Quantos anos tens? Quantos quilómetros fazes até à escola? A que horas te levantas? Quantos irmãos tens? O que é que queres ser quando fores grande? Foram várias as crianças que responderam “não”, “não sei” ou encolheram os ombros. Não é má vontade, é falta de festas de aniversário a marcarem a passagem dos anos, é falta de conta-quilómetros nos pés, é falta de relógios, é falta de precisão na pergunta (irmãos vivos ou mortos? De sangue ou rebocados?) e é falta de uma visão para além do futuro-mais-que-próximo. Para quê fazer planos para metas tão distantes?
Pelas escolas onde andámos parece não existir a idade dos porquês. Crianças que dizem preferir português, geografia ou história às outras disciplinas, não são capazes de explicar a razão das suas preferências. “Porque sim” aqui é resposta. Por vezes penso que a barreira pode ser a língua, mas temos tido professores que fazem traduções para emakhuwa e shimakonde, mas a atitude não muda. Claro que a nossa amostra é muito limitada e encontram-se exceções à regra. Há crianças da escolinha com um discurso mais fluido do que estudantes, já adultos, a caminho da 12ª classe.
Numa conversa com uma criança de 12 anos extremamente embaraçada, cabisbaixa e monossilábica, tive de perguntar ao professor o porquê daquele estado. A resposta foi “É a primeira vez que ele está a falar com um mucunha”. Mucunha é o nome que dão aos brancos. O problema, afinal, começa por ter um marciano no terreno.
Nesta manhã de quinta-feira fomos visitar a Escola de Teacane. Em Nampula só existe piso de alcatrão na malha mais central da cidade, à medida que nos vamos afastando, as estradas são todas de terra batida com pequenos canyons devido à época de chuvas. A pouco e pouco a estrada começa a deixar de ter barbearias e bancas de reparação de telemóveis e começa a ter um cenário campestre, só com árvores e um conjunto de rochas no horizonte a que deram o nome de cabeça do velho.

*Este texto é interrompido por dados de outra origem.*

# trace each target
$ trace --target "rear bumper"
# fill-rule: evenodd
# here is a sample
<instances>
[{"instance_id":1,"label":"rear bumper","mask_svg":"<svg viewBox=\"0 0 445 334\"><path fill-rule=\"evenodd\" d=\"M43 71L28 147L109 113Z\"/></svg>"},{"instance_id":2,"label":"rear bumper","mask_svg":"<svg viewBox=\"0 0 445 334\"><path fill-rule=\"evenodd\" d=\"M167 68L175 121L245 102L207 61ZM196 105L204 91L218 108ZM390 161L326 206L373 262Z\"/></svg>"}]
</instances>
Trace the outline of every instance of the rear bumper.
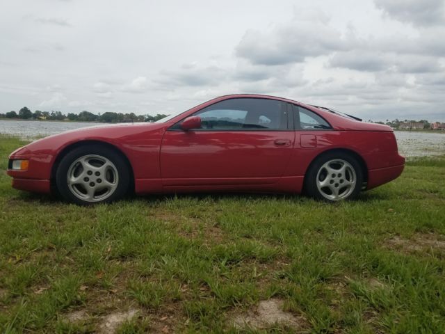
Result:
<instances>
[{"instance_id":1,"label":"rear bumper","mask_svg":"<svg viewBox=\"0 0 445 334\"><path fill-rule=\"evenodd\" d=\"M368 172L368 186L366 189L372 189L398 177L403 171L404 168L405 164L402 164L369 170Z\"/></svg>"},{"instance_id":2,"label":"rear bumper","mask_svg":"<svg viewBox=\"0 0 445 334\"><path fill-rule=\"evenodd\" d=\"M13 178L13 188L34 193L49 193L51 182L49 180Z\"/></svg>"}]
</instances>

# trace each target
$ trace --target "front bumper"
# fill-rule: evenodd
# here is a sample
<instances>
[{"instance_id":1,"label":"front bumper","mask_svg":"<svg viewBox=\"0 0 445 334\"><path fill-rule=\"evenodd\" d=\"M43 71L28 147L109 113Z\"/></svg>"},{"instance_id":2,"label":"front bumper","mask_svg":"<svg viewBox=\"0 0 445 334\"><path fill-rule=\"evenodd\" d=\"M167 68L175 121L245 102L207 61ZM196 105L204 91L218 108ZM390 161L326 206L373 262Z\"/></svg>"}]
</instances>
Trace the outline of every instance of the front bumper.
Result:
<instances>
[{"instance_id":1,"label":"front bumper","mask_svg":"<svg viewBox=\"0 0 445 334\"><path fill-rule=\"evenodd\" d=\"M9 159L6 174L13 177L13 188L36 193L51 192L52 155L30 154L25 147L13 152ZM12 169L12 161L17 159L29 160L28 170Z\"/></svg>"}]
</instances>

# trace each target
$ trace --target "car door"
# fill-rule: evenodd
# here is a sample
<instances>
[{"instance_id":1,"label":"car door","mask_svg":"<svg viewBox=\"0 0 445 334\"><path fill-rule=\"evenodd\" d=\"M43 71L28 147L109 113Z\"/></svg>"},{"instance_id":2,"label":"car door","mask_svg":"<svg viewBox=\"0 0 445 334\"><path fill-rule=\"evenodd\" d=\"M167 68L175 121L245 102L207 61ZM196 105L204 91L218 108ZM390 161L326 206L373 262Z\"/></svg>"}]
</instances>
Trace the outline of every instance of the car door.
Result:
<instances>
[{"instance_id":1,"label":"car door","mask_svg":"<svg viewBox=\"0 0 445 334\"><path fill-rule=\"evenodd\" d=\"M190 115L192 116L192 115ZM295 134L291 106L232 98L195 112L200 129L168 129L161 148L163 184L270 184L283 175Z\"/></svg>"}]
</instances>

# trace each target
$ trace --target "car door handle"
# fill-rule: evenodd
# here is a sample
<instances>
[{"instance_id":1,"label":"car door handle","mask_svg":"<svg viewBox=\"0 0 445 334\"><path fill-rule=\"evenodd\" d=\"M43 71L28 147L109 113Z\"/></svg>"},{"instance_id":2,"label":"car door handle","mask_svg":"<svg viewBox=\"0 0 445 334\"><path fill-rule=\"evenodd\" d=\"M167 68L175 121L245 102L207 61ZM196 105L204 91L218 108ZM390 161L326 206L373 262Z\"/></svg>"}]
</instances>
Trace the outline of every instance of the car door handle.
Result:
<instances>
[{"instance_id":1,"label":"car door handle","mask_svg":"<svg viewBox=\"0 0 445 334\"><path fill-rule=\"evenodd\" d=\"M288 141L286 139L277 139L273 142L277 146L284 146L286 145L289 145L291 143L291 141Z\"/></svg>"}]
</instances>

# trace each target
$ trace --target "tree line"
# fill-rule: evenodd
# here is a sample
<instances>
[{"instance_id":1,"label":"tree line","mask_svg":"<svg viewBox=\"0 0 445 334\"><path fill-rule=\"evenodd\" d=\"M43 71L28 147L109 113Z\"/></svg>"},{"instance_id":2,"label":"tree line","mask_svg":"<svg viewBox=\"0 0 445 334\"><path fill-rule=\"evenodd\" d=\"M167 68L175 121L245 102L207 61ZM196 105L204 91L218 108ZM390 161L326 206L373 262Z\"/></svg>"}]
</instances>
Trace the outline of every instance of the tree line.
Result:
<instances>
[{"instance_id":1,"label":"tree line","mask_svg":"<svg viewBox=\"0 0 445 334\"><path fill-rule=\"evenodd\" d=\"M125 122L156 122L166 117L167 115L158 113L155 116L151 115L136 115L134 113L122 113L107 111L102 114L95 114L83 111L79 113L69 113L67 115L60 111L41 111L36 110L33 113L26 106L22 108L18 113L14 111L6 113L0 113L0 118L11 118L22 120L71 120L79 122L104 122L119 123Z\"/></svg>"},{"instance_id":2,"label":"tree line","mask_svg":"<svg viewBox=\"0 0 445 334\"><path fill-rule=\"evenodd\" d=\"M386 120L386 122L382 122L382 121L379 121L379 122L373 122L371 120L369 120L368 122L371 122L371 123L378 123L378 124L385 124L387 125L389 125L391 127L394 128L394 129L398 129L400 125L403 123L423 123L423 129L430 129L430 127L431 127L431 123L427 120L399 120L398 119L396 118L395 120Z\"/></svg>"}]
</instances>

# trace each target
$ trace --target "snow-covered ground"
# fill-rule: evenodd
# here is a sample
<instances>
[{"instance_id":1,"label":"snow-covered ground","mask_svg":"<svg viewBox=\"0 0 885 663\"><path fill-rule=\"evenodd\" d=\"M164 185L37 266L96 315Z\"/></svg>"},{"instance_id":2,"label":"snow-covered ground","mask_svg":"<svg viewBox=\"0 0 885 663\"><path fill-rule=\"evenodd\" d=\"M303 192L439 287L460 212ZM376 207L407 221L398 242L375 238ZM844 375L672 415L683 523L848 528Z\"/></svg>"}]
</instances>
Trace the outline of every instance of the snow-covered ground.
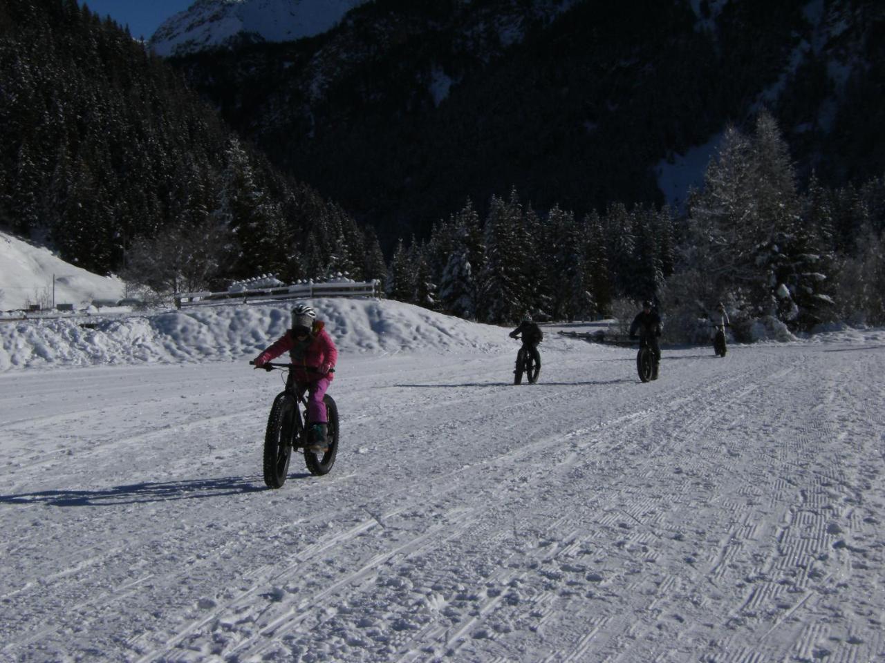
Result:
<instances>
[{"instance_id":1,"label":"snow-covered ground","mask_svg":"<svg viewBox=\"0 0 885 663\"><path fill-rule=\"evenodd\" d=\"M0 660L885 659L885 334L643 385L549 328L513 386L507 330L316 303L341 450L277 491L284 309L0 324Z\"/></svg>"}]
</instances>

Na chegada à escola fomos recebidos pelo professor Hortênsio que nos encaminhou até à sua seleção de alunos para as entrevistas. Um destaque: António, de 19 anos. Quando acabar de estudar quer ser doutor e nos seus tempos livres só faz duas coisas “brincar e chegar o tempo que falta para ir na escola”. Sim, há alunos com relógios alinhados com o toque da escola. Um pormenor: o toque da escola é um círculo de metal (parte de uma jante?) pendurado numa árvore com meio alicate a servir de badalo. Houve ainda tempo para uma oferta vinda dum jogador português, Fernando Varela, que joga no equipa grega PAOK, 16 t-shirts para os jogos de futebol da escola.
De Teacane até à Escola Polivalente de São João Baptista de Marrere foi um pulinho e 437 canyons, sem passar na casa de partida e sem sairmos do distrito de Nampula. O padre Pedro, diretor desta escola que também possui internato, esperava por nós para almoçar. Numa longa mesa com toalha de capulana, serviram-nos um arroz de marisco e todas as opções de bebida, água, sumos de fruta, vinho branco sul-africano e um vinho tinto alentejano de 2013 que, a julgar pelo pó, estava guardado para uma ocasião especial. A Inês Faustino, diretora de programa de Nampula, almoçou connosco e o padre Tobias juntou-se mais tarde. Falou-se de educação, da visita do ministro português da Defesa a Nampula, de piratas informáticos, dos142 apadrinhados Helpo da escola e da importância do ensino técnico-profissional.
Depois do almoço fizemos mais uma ronda de entrevistas, envolvidos pelos livros da biblioteca. Wilson, de 17 anos, veio com a mãe. Está na 10ª classe vai seguir medicina. Mais à frente diz que quer ser marinheiro, apesar da mãe nos garantir que ele não sabe nadar. Marinheiro porquê? Encolheu os ombros e sorriu.